Çekik gözlü rahibelerle geçirdiğimiz sarmaş dolaş geceden sonra sabah beşbuçuk civarında Venedik’e vardık. Stromboli’ye uğradığımız için kaybettiğimiz günleri artık telafi etmemiz gerekiyor. O yüzden Venedik’te konaklamamaya, günü burada geçirip akşam treniyle yola devam etmeye karar verdik. Daha önce planımızda olan Ljubljana’yı atlayıp Zagreb’e gideceğiz. Biraz hızlı çekim oluyor, ama ne yapalım? Yıllık izin denen şeyin gözü kör olsun!

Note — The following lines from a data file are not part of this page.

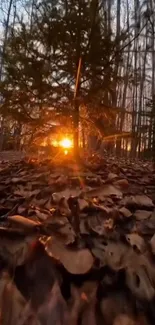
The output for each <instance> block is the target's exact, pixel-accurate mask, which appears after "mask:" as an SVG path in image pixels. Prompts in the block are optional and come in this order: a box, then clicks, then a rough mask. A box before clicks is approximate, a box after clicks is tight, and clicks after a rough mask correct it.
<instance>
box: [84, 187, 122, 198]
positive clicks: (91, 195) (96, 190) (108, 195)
mask: <svg viewBox="0 0 155 325" xmlns="http://www.w3.org/2000/svg"><path fill="white" fill-rule="evenodd" d="M110 195H115V196H117V197H119V198H122V192H121V191H120V190H119V189H118V188H116V187H115V186H113V185H111V184H105V185H103V186H100V187H99V188H96V189H93V190H90V191H88V192H86V193H85V197H88V198H93V197H96V196H98V197H104V196H110Z"/></svg>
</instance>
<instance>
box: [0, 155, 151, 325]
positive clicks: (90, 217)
mask: <svg viewBox="0 0 155 325" xmlns="http://www.w3.org/2000/svg"><path fill="white" fill-rule="evenodd" d="M0 160H1V163H0V220H1V225H0V309H1V322H0V324H1V325H15V324H16V325H45V324H46V325H77V324H81V325H87V324H88V325H98V324H99V325H100V324H104V325H146V324H152V325H154V324H155V308H154V307H155V258H154V255H155V172H154V171H153V168H152V165H151V163H149V162H140V161H138V162H135V161H134V162H131V161H126V160H125V159H124V160H123V159H116V158H108V159H107V158H106V159H102V160H101V161H100V162H99V163H98V164H95V163H94V161H92V162H89V166H88V165H87V166H83V165H82V164H81V165H80V166H77V165H76V163H75V162H73V161H69V160H68V161H66V162H64V163H63V162H60V161H57V162H55V163H54V162H51V161H40V162H39V161H37V160H35V159H33V160H32V159H31V160H28V159H25V160H24V159H23V160H22V157H20V156H17V153H12V156H9V153H8V154H7V155H6V154H4V153H3V154H0Z"/></svg>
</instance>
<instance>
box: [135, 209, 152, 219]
mask: <svg viewBox="0 0 155 325" xmlns="http://www.w3.org/2000/svg"><path fill="white" fill-rule="evenodd" d="M151 214H152V212H151V211H146V210H136V211H135V213H134V217H135V218H136V220H145V219H148V218H149V217H151Z"/></svg>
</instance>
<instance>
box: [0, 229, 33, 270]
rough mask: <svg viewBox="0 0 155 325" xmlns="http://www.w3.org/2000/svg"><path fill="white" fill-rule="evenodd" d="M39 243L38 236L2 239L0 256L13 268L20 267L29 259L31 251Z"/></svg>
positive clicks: (1, 240)
mask: <svg viewBox="0 0 155 325" xmlns="http://www.w3.org/2000/svg"><path fill="white" fill-rule="evenodd" d="M36 241H37V236H36V235H32V236H25V237H24V236H23V237H21V238H15V239H9V238H6V237H4V236H3V237H2V236H1V238H0V256H2V257H3V259H4V260H5V261H6V262H7V263H8V264H9V265H12V266H19V265H22V264H24V263H25V262H26V260H27V259H28V258H29V255H30V253H31V250H32V248H33V246H34V244H35V243H36Z"/></svg>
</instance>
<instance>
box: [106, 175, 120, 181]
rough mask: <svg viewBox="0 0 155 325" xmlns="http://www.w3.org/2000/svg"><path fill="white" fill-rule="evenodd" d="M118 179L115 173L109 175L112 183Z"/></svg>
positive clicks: (117, 175)
mask: <svg viewBox="0 0 155 325" xmlns="http://www.w3.org/2000/svg"><path fill="white" fill-rule="evenodd" d="M116 178H118V175H117V174H114V173H109V174H108V180H109V181H112V180H114V179H116Z"/></svg>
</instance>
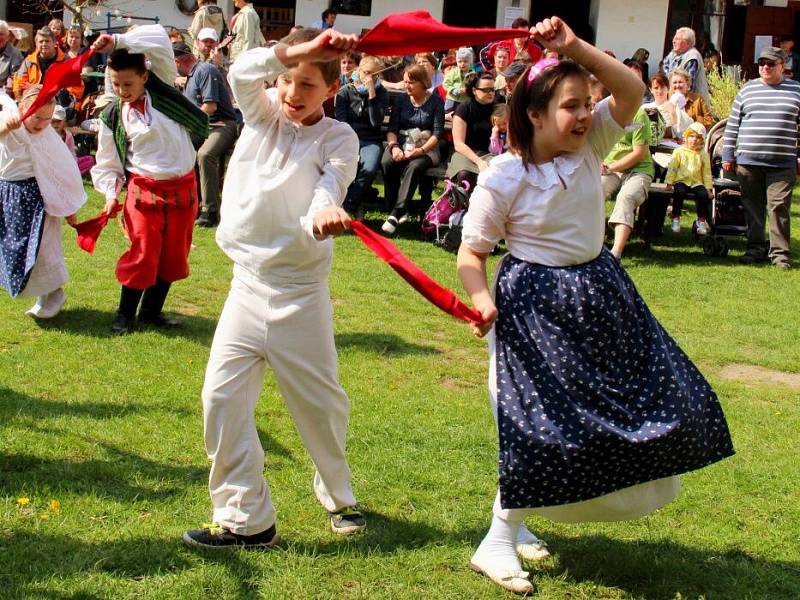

Venedik herkesin bildiği gibi, yüzyıllar önce kanallar üzerine kazıklar çakılarak kurulmuş, 1987’den beri Unesco’nun Dünya Mirası listesinde olup koruma altına alınmış, labirent gibi bir şehir. Yine herkesin bildiği gibi, deniz seviyesindeki yükselme nedeniyle her yıl birkaç santim suya batıyor. İtalyanlar bu batma sorunuyla fena halde kafayı bozmuş durumdalar. Yok şehrin altına su pompalayalım, yok kapaklı bent sistemi yapalım, hayır efendim tüpgeçit kuralım diye atılıp tutulan ve İtalyan kamuoyunu meşgul eden onlarca öneri var. Nasıl bir çözüm bulunacağı düşünüledurulsun, millet “aman batmadan biz de görelim” diye akın akın Venedik’e geliyor. Tarihinde hiç turizm reklamı yapmamış olmasına rağmen, kendi nüfusundan fazla turist ağırlayan bir şehir Venedik.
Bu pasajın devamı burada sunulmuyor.